Boston South Station: Re-imagining Mobility through the Mobile-Eye
CitationLee, Seoyoung. 2022. Boston South Station: Re-imagining Mobility through the Mobile-Eye. Master's thesis, Harvard Graduate School of Design.
AbstractA top-down design process using projection lines on a flattened surface has been a dominant design technique for us, as we commonly witness in our daily lives of studios and practices or in written disciplines. However, in building scale as large as intermodal stations, such design technique fails to address the realities – in Pragmatist’s term - of architecture that people perceive building primarily through cinematographic itinerary rather than through plans or sections or any holistic set of building images, since the latter requires thought process to appreciate those images in mind.
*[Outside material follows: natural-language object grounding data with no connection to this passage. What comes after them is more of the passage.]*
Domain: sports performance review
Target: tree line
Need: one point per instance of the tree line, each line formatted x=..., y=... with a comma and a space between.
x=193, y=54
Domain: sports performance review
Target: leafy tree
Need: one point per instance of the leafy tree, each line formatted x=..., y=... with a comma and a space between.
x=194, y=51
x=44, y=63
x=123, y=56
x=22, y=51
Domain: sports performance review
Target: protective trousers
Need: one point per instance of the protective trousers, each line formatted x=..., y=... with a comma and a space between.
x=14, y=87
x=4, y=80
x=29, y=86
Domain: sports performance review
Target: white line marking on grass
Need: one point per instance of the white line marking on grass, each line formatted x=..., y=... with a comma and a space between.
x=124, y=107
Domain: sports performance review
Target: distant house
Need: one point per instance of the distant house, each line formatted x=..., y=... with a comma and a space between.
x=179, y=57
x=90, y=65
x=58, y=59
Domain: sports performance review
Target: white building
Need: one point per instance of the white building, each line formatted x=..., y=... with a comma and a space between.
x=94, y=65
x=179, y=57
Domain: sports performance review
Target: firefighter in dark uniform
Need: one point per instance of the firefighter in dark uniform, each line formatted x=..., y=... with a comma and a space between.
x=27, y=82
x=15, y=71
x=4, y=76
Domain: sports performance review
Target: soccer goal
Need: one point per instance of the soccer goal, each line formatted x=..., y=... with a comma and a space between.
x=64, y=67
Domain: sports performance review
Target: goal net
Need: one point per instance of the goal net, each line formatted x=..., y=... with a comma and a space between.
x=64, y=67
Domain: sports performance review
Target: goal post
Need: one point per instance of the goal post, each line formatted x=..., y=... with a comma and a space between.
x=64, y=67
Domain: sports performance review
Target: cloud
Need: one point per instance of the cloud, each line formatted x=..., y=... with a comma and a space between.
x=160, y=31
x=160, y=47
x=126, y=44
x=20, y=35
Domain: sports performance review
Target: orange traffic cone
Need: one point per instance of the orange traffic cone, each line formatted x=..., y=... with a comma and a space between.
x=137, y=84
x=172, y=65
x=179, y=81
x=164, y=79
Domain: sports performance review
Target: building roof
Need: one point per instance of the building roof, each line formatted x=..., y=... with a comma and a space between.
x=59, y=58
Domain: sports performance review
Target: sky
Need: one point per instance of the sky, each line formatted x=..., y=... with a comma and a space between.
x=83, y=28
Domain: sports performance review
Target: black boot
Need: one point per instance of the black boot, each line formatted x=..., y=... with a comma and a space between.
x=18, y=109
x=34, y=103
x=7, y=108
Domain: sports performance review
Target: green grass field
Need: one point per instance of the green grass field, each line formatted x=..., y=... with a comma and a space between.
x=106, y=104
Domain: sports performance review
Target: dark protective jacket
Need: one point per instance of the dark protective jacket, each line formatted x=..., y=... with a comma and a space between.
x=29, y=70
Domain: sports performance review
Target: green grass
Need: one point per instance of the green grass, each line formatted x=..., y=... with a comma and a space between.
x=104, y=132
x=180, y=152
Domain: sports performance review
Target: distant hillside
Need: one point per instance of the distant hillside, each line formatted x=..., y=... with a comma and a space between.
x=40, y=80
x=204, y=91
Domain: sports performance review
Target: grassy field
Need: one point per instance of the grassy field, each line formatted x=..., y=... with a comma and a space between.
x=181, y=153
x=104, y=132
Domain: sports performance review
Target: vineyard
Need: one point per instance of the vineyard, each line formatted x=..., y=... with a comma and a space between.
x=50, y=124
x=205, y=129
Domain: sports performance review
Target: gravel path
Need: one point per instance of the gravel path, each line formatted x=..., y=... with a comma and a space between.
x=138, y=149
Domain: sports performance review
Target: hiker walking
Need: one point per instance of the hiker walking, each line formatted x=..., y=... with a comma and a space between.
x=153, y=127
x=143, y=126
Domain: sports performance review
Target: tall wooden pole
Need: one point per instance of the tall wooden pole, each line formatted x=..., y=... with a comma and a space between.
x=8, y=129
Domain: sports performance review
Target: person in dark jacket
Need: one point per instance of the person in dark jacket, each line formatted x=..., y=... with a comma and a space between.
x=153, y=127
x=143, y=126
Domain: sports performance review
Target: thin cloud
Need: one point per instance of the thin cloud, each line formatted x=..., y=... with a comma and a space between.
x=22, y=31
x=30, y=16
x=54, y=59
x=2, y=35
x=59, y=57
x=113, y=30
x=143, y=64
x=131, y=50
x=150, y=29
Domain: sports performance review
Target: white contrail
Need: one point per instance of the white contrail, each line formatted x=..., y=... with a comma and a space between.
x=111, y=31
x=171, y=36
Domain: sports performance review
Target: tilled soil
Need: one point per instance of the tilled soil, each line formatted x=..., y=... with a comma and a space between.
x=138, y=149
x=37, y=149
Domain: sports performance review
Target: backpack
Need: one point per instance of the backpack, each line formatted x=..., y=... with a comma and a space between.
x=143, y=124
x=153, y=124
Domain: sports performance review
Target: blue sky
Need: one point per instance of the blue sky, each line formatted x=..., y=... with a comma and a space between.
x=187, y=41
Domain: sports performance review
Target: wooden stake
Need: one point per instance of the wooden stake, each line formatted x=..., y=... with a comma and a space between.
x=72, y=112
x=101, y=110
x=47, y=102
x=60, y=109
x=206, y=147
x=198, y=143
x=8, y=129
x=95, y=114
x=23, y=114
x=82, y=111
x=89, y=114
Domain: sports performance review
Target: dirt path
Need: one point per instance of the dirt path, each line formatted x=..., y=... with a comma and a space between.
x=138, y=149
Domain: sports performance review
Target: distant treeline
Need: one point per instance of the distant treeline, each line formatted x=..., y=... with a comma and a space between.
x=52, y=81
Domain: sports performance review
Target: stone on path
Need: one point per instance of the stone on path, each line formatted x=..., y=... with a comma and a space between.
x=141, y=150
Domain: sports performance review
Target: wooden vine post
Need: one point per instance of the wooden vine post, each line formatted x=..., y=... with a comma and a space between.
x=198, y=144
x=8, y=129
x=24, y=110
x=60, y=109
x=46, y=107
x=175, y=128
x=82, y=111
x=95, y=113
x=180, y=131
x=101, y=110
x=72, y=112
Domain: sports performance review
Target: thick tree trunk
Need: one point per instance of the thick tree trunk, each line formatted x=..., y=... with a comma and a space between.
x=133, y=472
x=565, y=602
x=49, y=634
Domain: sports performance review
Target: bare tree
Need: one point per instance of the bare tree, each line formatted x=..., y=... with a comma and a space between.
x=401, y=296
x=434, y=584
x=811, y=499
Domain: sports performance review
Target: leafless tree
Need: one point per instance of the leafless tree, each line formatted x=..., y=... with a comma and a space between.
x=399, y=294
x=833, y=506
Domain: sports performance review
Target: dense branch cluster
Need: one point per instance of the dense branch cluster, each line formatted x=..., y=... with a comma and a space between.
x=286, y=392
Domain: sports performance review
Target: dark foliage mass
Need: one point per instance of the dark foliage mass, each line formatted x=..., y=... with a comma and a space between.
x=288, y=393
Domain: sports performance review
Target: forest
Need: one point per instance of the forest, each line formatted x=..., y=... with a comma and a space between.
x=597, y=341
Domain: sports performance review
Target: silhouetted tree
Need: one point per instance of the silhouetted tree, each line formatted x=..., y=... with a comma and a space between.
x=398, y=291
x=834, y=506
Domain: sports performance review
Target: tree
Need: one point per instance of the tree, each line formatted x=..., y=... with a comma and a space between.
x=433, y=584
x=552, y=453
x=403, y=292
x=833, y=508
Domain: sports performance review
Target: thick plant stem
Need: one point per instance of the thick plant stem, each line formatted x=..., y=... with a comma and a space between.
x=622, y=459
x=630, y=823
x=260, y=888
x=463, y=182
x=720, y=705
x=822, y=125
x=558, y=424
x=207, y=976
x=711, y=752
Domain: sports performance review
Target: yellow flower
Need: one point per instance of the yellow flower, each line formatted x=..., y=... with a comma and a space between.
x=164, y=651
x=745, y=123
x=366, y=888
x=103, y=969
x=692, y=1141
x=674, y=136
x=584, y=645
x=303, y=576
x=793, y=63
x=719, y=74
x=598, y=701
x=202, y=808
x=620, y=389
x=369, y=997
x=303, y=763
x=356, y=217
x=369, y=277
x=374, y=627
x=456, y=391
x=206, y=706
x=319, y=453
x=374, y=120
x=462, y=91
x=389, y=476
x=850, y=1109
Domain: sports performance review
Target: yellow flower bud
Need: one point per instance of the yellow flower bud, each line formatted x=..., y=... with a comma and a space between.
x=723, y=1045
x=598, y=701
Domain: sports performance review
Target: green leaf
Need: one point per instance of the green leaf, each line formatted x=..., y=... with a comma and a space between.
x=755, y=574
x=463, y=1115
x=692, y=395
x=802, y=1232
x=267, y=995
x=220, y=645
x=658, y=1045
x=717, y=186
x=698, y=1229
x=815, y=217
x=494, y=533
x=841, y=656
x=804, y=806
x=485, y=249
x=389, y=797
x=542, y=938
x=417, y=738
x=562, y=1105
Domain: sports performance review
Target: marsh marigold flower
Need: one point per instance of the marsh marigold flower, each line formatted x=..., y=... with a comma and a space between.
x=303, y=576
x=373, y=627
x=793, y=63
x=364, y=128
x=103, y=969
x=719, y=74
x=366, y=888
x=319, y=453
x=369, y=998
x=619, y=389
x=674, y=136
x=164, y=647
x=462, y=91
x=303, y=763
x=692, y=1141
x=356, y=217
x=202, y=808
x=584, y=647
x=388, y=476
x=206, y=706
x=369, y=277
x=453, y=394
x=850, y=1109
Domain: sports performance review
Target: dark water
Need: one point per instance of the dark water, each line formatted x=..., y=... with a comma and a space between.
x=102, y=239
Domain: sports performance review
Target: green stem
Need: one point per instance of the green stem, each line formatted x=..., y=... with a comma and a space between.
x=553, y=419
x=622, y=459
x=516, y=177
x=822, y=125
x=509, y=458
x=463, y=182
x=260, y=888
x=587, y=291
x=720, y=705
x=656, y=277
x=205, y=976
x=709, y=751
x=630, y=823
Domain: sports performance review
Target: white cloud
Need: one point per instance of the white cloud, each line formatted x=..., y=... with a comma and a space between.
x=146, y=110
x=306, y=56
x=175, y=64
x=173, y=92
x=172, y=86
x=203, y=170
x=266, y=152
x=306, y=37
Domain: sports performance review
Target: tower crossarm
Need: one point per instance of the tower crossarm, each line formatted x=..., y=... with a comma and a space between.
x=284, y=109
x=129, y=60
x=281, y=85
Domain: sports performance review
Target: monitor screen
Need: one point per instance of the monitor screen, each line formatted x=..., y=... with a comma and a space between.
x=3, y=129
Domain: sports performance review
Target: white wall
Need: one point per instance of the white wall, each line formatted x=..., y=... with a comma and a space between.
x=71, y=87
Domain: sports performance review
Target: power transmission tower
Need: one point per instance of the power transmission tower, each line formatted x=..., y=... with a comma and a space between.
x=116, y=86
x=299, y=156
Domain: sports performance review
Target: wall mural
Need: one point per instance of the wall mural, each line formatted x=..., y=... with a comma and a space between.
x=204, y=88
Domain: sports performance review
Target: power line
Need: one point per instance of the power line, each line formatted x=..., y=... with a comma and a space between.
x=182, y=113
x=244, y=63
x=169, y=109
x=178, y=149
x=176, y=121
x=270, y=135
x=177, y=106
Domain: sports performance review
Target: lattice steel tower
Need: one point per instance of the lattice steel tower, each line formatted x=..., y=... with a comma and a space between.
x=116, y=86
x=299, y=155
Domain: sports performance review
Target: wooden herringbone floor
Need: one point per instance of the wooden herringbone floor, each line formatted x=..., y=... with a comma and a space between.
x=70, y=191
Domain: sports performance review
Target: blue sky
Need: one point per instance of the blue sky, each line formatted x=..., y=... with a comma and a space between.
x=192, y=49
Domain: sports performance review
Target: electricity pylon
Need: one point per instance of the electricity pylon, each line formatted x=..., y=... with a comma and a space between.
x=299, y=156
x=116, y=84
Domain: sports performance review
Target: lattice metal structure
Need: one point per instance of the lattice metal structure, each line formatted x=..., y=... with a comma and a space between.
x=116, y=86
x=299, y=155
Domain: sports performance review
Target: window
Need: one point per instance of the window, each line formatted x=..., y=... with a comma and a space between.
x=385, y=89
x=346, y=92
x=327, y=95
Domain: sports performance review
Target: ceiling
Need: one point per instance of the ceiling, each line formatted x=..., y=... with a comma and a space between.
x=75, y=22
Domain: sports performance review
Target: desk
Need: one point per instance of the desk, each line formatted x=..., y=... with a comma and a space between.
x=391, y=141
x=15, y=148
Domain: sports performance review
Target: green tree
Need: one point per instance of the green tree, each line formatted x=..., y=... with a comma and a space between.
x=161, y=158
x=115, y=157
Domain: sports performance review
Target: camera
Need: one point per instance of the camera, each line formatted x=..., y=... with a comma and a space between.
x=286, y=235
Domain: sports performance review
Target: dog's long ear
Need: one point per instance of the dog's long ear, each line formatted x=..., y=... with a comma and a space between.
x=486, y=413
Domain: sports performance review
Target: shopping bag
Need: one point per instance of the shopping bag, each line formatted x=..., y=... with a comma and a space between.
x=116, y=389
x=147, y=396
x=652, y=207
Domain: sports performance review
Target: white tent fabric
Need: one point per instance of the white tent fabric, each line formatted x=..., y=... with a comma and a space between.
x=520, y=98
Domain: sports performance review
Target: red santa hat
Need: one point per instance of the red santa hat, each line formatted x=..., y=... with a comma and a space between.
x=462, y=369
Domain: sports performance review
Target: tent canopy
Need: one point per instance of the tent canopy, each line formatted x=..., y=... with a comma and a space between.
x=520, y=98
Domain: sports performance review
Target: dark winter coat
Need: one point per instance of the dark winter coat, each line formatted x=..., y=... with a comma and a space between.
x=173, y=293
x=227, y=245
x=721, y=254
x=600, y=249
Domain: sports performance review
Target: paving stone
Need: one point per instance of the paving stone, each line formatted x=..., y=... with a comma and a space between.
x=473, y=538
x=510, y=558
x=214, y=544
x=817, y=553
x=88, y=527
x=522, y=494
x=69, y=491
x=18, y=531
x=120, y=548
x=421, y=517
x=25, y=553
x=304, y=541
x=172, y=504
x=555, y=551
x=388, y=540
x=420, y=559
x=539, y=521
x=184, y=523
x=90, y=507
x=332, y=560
This thesis addresses the issues of intermodal stations designed top-down. Their design follows 19th and 20th-century logic of efficiency, systematically flawless but illegible to the general public, failing to solve a disorienting experience. Above all, delivering the intended architectural imagery of such stations is limited because the traditional reading can no longer be applied in such scale; aesthetics is a hidden work behind the vast space that a verification process, or familiarization through multiple travel, is required to appreciate the architecture. As a solution, a design principle is developed based on a Pragmatist reality as opposed to Kantian truth, on perception, and on mobile-eye theory. Through the new principle, this thesis seeks to re-design Boston South Station to make the wayfinding more intuitive and deliver better architectural realities beyond the limit of traditional design technic in intermodal stations.